I counted to ten before opening my eyes, and my father was nowhere to be seen.
I wasn’t a good enough little girl. That’s why I wasn’t granted my wish.
The Jack-in-the-pulpit stared blankly at me, not caring.
As we headed back to the house, the basket bobbed with plants, and I asked what she would do with them.
“Sell them, sugar pie,” Miss Craig replied as we moved in and out of shadows.
She instructed me sternly never to kill a lady’s slipper or a Jack-in-the-pulpit. They’re protected, and it would be a crime, she threatened. I wasn’t sure that was true but took it to heart. Whenever I’d see one of the rare plants she’d pointed out, I gave it a wide berth.
At the end of our first summer, it was time to move again. Miss Craig’s house wasn’t winterized, and she would return to where she lived off season. I’d lost my companion and guide. She was my only friend. My family packed everything we had back into boxes and suitcases, loading up the car.
When it was time to say goodbye, Miss Craig was busy on the front porch, a broom in hand, her short gray hair covered with a red bandana.

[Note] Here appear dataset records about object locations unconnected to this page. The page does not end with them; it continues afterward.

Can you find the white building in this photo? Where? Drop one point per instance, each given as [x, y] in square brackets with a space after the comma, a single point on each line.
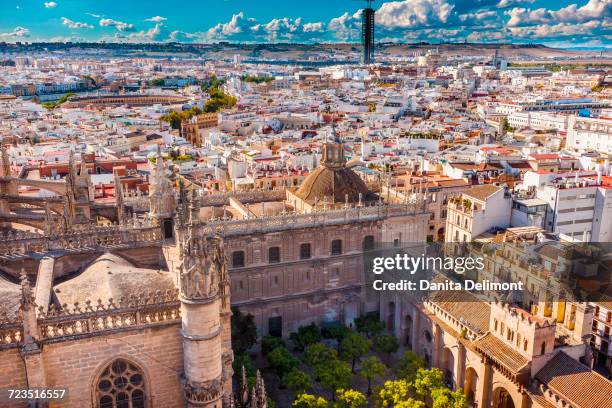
[590, 134]
[478, 210]
[538, 121]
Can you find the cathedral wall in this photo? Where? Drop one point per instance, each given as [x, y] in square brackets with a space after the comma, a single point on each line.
[285, 288]
[341, 306]
[12, 373]
[76, 364]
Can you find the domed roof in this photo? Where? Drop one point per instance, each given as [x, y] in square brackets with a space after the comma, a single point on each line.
[333, 184]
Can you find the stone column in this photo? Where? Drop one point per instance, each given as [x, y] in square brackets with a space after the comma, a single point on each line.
[30, 349]
[483, 388]
[460, 366]
[201, 292]
[437, 333]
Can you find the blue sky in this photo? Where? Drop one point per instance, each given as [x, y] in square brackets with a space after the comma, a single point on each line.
[563, 23]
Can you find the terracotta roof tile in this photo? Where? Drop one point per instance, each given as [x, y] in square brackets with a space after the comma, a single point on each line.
[500, 351]
[482, 192]
[579, 385]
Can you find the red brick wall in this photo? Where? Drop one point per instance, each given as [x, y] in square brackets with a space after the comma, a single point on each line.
[12, 373]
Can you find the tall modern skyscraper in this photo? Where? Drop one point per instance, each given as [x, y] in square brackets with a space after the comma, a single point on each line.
[367, 33]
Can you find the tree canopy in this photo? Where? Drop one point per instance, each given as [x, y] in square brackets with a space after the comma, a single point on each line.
[309, 401]
[244, 331]
[305, 336]
[353, 347]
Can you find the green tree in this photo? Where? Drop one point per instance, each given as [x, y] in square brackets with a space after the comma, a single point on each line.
[269, 343]
[369, 325]
[336, 332]
[309, 401]
[505, 126]
[353, 347]
[297, 381]
[246, 361]
[409, 365]
[174, 118]
[305, 336]
[386, 343]
[350, 399]
[426, 381]
[218, 100]
[318, 353]
[281, 361]
[397, 393]
[244, 331]
[334, 374]
[372, 368]
[445, 398]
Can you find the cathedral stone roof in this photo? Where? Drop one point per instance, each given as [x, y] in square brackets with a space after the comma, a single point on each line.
[575, 382]
[111, 276]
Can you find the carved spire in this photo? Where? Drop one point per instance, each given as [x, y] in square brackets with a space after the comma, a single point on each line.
[6, 162]
[260, 399]
[27, 296]
[119, 199]
[48, 219]
[243, 393]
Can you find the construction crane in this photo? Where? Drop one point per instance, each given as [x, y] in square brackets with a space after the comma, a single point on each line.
[367, 32]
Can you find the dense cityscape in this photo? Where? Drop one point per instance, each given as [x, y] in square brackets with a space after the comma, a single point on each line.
[217, 224]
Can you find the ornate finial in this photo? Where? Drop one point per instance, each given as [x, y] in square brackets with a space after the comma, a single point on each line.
[119, 199]
[260, 399]
[27, 296]
[6, 162]
[84, 171]
[243, 393]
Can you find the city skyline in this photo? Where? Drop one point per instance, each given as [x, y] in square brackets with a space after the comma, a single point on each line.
[563, 24]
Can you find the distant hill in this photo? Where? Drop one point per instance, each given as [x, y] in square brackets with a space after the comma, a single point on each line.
[295, 51]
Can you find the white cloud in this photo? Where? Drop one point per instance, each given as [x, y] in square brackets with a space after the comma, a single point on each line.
[119, 25]
[238, 24]
[555, 30]
[478, 16]
[510, 3]
[593, 10]
[74, 24]
[18, 32]
[413, 13]
[313, 27]
[156, 19]
[346, 27]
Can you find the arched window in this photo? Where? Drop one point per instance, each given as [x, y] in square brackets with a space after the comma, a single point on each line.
[368, 243]
[121, 385]
[336, 247]
[237, 259]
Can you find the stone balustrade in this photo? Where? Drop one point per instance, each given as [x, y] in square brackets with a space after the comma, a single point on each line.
[89, 319]
[18, 243]
[322, 218]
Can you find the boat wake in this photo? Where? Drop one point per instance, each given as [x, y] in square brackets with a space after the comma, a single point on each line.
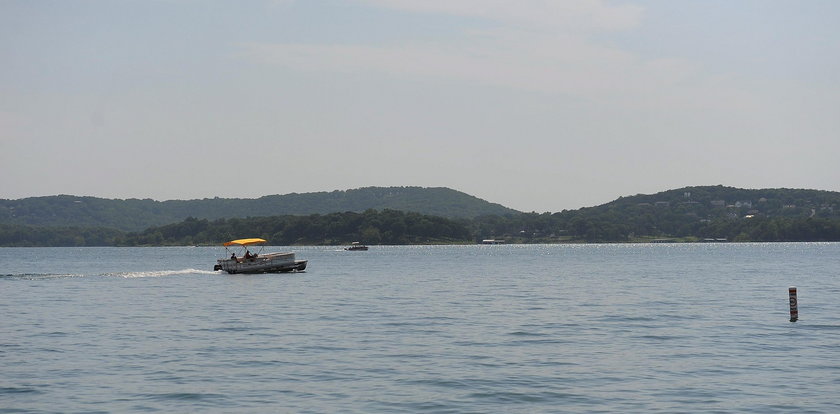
[161, 273]
[37, 276]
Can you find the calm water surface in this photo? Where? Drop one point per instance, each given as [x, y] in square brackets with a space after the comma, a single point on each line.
[443, 329]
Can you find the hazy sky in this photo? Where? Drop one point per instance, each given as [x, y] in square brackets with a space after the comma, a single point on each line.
[540, 105]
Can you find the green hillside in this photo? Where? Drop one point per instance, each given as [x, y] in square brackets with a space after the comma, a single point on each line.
[690, 213]
[135, 215]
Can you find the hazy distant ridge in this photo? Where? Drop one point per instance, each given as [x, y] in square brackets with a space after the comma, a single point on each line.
[136, 214]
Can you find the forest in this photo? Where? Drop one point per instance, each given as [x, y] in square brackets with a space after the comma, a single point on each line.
[691, 214]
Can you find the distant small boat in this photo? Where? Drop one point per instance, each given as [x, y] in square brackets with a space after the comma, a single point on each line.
[356, 246]
[258, 262]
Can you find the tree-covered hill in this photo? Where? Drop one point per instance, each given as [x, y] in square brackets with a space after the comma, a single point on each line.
[685, 214]
[690, 213]
[135, 214]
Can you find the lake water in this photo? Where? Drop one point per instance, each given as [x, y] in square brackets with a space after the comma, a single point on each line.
[424, 329]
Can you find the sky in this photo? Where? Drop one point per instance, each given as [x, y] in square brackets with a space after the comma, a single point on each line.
[539, 105]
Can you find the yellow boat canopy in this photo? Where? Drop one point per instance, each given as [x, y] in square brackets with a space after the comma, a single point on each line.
[244, 242]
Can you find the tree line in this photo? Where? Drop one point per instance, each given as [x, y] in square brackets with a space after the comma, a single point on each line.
[393, 227]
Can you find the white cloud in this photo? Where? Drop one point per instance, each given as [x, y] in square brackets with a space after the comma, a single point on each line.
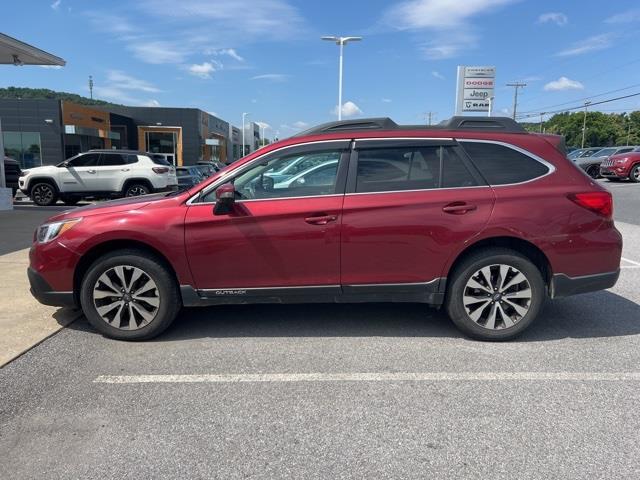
[629, 16]
[230, 52]
[274, 77]
[438, 14]
[349, 109]
[127, 82]
[558, 18]
[591, 44]
[202, 70]
[563, 83]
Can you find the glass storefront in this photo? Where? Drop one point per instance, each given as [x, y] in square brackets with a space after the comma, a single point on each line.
[23, 147]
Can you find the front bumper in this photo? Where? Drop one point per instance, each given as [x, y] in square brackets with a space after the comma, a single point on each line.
[43, 292]
[564, 286]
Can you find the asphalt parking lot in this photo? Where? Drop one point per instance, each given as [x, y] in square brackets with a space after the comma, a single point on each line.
[335, 391]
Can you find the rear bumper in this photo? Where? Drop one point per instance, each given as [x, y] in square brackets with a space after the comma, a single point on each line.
[43, 292]
[564, 286]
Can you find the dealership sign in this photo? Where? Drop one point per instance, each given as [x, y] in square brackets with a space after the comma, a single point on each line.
[475, 89]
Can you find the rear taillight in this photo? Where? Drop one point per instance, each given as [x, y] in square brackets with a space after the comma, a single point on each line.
[598, 202]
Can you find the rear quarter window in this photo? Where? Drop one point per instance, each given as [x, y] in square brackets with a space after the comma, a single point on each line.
[502, 165]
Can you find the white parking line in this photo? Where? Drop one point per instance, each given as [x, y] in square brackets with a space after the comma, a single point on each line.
[373, 377]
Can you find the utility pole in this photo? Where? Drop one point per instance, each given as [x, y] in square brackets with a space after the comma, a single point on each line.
[584, 122]
[516, 85]
[429, 116]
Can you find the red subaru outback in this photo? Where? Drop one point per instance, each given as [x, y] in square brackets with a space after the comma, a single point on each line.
[475, 215]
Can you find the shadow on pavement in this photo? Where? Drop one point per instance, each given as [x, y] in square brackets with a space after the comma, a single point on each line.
[597, 315]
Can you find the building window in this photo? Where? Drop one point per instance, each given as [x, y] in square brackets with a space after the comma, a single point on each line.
[23, 147]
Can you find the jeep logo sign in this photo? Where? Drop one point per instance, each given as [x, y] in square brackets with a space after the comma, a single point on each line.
[475, 89]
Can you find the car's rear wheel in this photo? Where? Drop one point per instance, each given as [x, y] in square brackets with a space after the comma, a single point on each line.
[593, 171]
[136, 189]
[70, 199]
[129, 295]
[44, 194]
[495, 294]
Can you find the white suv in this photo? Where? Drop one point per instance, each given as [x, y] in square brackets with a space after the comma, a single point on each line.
[98, 173]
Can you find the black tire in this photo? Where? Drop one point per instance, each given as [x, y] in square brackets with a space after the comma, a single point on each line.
[44, 194]
[165, 286]
[69, 200]
[136, 189]
[593, 171]
[473, 263]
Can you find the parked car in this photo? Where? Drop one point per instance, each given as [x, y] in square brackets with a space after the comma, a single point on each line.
[583, 152]
[622, 166]
[11, 174]
[475, 215]
[98, 173]
[189, 176]
[591, 164]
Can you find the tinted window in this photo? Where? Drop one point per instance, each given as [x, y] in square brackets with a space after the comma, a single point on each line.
[86, 160]
[265, 179]
[501, 165]
[410, 168]
[112, 159]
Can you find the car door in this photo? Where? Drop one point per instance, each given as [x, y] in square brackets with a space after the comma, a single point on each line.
[112, 169]
[279, 239]
[80, 174]
[409, 204]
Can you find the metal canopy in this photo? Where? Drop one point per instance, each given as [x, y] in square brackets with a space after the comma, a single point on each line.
[15, 52]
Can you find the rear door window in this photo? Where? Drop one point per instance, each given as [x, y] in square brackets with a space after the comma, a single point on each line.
[411, 168]
[502, 165]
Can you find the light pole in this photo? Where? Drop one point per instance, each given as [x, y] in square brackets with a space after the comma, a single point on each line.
[341, 42]
[584, 122]
[244, 114]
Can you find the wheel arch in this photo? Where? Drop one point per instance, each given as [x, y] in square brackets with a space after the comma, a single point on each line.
[109, 246]
[127, 182]
[524, 247]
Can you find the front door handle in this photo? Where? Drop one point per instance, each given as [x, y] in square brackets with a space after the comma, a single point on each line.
[321, 219]
[459, 208]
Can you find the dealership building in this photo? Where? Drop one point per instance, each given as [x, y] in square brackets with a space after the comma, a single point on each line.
[48, 131]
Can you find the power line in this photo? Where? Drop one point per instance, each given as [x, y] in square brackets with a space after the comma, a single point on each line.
[516, 86]
[581, 106]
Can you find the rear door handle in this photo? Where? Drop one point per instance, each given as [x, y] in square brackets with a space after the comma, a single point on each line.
[321, 219]
[459, 208]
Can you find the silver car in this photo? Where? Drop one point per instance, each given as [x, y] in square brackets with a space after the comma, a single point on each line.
[591, 165]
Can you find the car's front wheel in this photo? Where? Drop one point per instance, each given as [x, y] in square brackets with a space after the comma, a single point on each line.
[129, 295]
[495, 294]
[44, 194]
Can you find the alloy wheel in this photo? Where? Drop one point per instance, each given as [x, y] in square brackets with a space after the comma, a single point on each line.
[126, 297]
[497, 296]
[136, 190]
[42, 193]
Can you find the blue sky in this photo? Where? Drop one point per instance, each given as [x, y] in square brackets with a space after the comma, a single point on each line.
[266, 57]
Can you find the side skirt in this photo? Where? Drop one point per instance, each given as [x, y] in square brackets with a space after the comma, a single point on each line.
[424, 292]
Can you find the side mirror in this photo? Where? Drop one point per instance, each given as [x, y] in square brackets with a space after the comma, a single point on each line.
[225, 199]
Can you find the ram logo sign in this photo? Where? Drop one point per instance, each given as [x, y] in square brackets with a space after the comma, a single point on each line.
[475, 89]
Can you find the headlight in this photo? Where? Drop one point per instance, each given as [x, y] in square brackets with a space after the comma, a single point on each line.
[49, 231]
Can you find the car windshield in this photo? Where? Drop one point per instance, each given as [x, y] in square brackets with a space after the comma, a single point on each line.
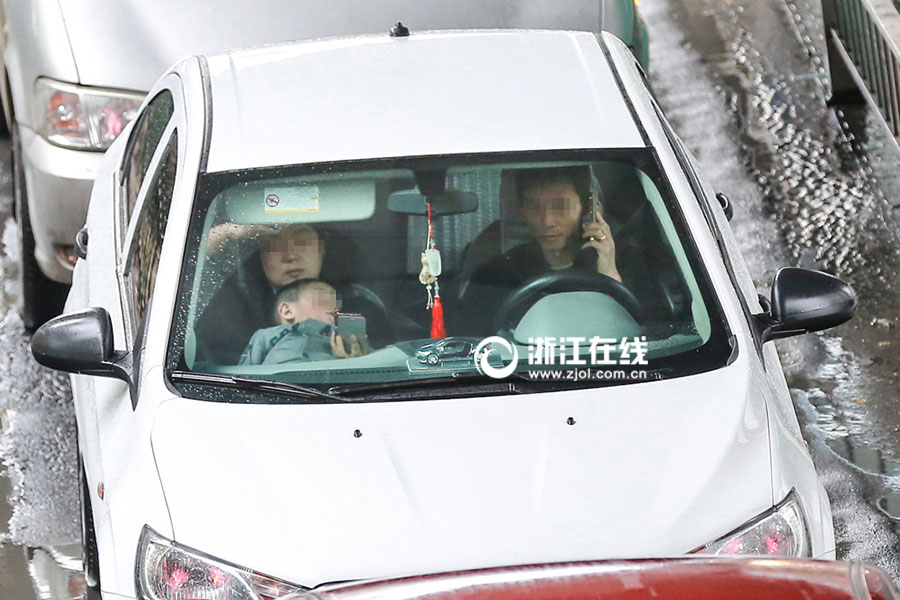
[514, 266]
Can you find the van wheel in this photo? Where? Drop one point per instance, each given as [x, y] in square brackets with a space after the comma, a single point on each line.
[40, 298]
[89, 554]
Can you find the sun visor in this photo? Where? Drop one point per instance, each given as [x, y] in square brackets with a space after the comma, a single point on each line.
[301, 201]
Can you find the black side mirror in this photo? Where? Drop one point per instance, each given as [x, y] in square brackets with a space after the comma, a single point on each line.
[803, 301]
[726, 205]
[81, 342]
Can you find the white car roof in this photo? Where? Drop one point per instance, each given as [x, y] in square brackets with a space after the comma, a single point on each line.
[430, 93]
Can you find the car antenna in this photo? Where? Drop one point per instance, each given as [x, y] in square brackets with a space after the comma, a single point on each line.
[399, 30]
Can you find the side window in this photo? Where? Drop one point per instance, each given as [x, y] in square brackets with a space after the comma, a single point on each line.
[148, 237]
[143, 142]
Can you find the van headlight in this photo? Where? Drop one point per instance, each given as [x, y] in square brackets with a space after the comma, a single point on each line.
[84, 118]
[780, 531]
[165, 570]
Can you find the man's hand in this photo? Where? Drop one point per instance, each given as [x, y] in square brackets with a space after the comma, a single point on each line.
[599, 237]
[357, 347]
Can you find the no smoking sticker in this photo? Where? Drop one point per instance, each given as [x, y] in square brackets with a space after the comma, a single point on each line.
[302, 198]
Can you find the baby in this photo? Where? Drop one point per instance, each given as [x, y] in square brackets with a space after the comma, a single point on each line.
[305, 311]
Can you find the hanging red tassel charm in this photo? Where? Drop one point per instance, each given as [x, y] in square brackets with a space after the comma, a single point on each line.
[437, 320]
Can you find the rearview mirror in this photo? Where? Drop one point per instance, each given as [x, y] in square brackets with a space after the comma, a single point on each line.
[81, 342]
[448, 202]
[803, 301]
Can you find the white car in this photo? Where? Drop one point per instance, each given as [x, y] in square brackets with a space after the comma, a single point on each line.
[639, 409]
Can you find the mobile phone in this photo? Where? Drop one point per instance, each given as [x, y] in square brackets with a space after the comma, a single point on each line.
[347, 324]
[586, 258]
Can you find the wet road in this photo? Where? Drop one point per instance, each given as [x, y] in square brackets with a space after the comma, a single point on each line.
[741, 81]
[812, 186]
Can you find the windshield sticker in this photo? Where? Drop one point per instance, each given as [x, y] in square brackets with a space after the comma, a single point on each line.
[304, 198]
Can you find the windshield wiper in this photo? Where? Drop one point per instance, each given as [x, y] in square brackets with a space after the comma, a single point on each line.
[451, 381]
[252, 383]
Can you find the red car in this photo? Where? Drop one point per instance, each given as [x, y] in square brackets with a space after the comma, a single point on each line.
[663, 579]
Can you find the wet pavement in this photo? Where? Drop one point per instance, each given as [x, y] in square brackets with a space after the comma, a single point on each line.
[812, 185]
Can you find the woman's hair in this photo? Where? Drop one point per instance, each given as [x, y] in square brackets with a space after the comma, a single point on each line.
[579, 177]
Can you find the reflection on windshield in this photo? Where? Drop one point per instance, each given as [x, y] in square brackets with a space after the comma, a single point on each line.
[395, 272]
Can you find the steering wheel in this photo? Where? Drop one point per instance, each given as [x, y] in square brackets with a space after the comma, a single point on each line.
[568, 280]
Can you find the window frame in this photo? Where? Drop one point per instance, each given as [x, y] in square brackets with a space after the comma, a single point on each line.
[126, 231]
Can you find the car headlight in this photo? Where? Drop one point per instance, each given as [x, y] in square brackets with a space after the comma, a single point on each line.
[780, 531]
[82, 117]
[168, 571]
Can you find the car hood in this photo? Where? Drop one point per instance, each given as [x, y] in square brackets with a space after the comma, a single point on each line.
[130, 43]
[317, 493]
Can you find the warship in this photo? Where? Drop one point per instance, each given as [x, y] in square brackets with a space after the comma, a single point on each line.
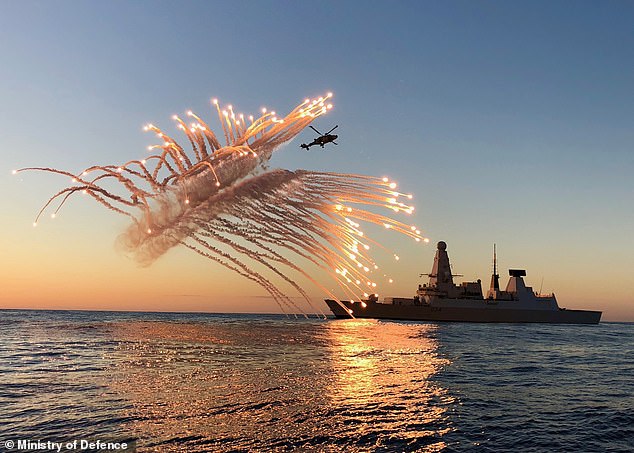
[442, 300]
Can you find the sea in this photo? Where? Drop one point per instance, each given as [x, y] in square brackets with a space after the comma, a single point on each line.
[183, 382]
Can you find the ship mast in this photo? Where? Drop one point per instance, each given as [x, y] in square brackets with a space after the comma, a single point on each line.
[495, 278]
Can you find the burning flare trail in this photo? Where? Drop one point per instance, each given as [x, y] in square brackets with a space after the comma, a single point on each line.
[216, 200]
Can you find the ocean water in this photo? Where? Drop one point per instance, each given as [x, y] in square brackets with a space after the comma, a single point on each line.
[220, 383]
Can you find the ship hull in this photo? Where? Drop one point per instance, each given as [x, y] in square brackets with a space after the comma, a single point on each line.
[488, 313]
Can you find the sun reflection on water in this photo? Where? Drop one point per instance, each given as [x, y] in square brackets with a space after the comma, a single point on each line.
[281, 385]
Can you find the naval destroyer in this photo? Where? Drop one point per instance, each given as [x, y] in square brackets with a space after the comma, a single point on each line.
[442, 300]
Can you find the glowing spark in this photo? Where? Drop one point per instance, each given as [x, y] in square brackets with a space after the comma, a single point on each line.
[261, 217]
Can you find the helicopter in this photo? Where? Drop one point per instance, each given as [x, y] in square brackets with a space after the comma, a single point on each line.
[322, 139]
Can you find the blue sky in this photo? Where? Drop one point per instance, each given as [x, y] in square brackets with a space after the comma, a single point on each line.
[509, 121]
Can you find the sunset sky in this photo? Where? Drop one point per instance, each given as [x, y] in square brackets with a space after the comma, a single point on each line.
[510, 122]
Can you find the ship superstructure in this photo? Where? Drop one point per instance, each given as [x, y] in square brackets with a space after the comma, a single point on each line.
[442, 300]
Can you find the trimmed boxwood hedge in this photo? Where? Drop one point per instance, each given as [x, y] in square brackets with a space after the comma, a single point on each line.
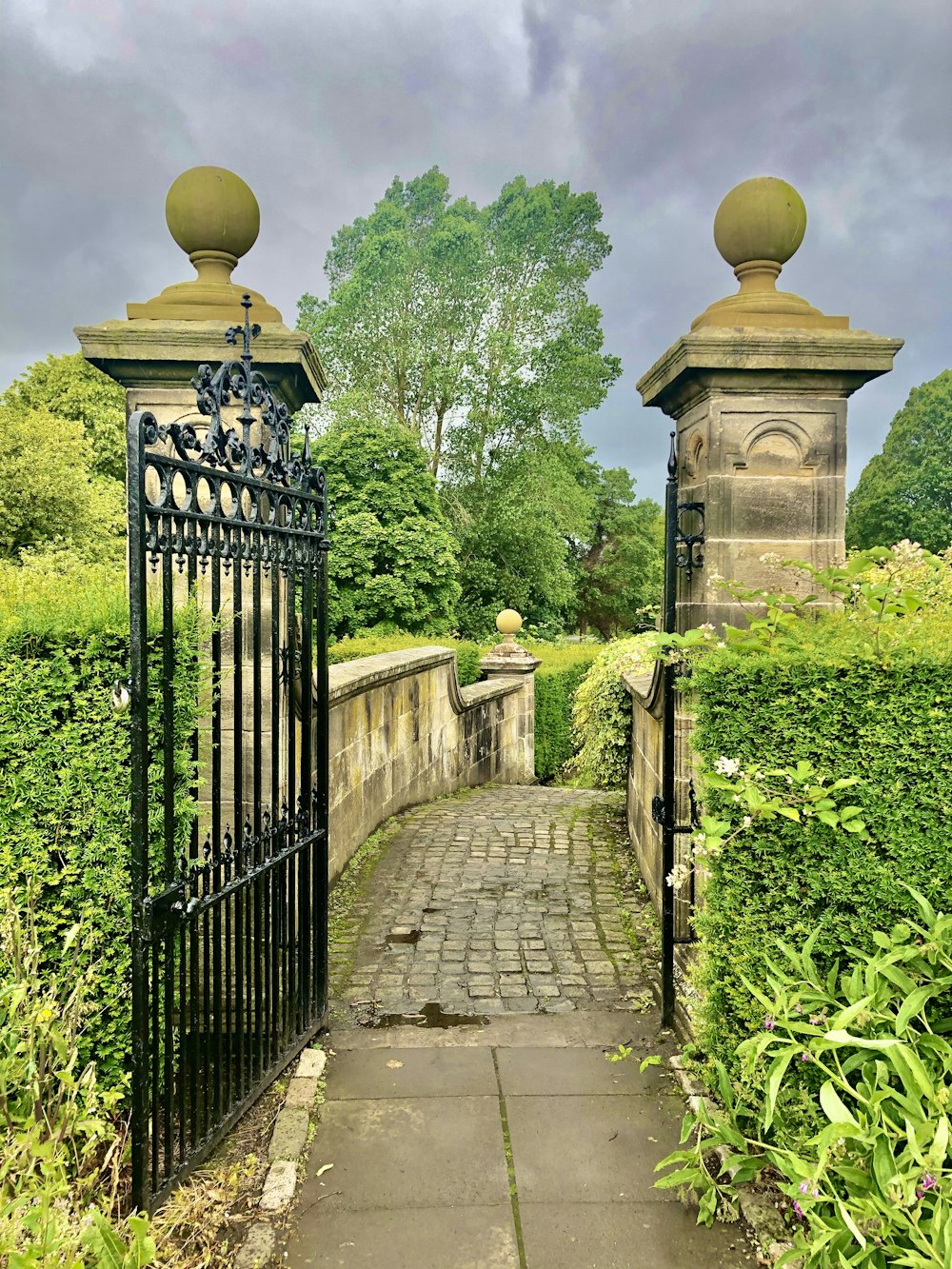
[889, 723]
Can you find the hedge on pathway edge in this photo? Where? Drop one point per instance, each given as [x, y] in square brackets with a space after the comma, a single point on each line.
[65, 803]
[889, 723]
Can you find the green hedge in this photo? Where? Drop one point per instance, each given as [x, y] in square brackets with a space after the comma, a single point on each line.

My brothers sat on stained grass matting, looking at Jim’s tropical fish book, pointing at photographs and whispering.
“I wish y’all would git!” She shook the broom at them. “How do you ’spect me to sweep the dirt off the porch when you’re sitting right in front of the door?”
My brothers weren’t fond of her, and I’m guessing a lot of people felt the same way. She was peculiar, according to my mother. Why had Miss Craig never married? Or if she had, what became of her husband? For sure, she was crabby, but I was used to her eccentricities and oft-time irritability.
Accustomed to seeing her daily, I’d look forward to our adventures and tutorials. Miss Craig made sure Mom had the address in Mississippi where she lived most of the year. Our final rent payment was due, and as soon as Mom got her next check from my father, she’d take care of it.
“When you can,” Miss Craig told her. “I ain’t in a rush.”
Our last time together was a downhearted occasion. She gave me a mini pickaxe, and picture books of local flora and geology. I would keep them for years, using the pickaxe to dig up rocks and hammer them open, hoping to find gold or something else of value.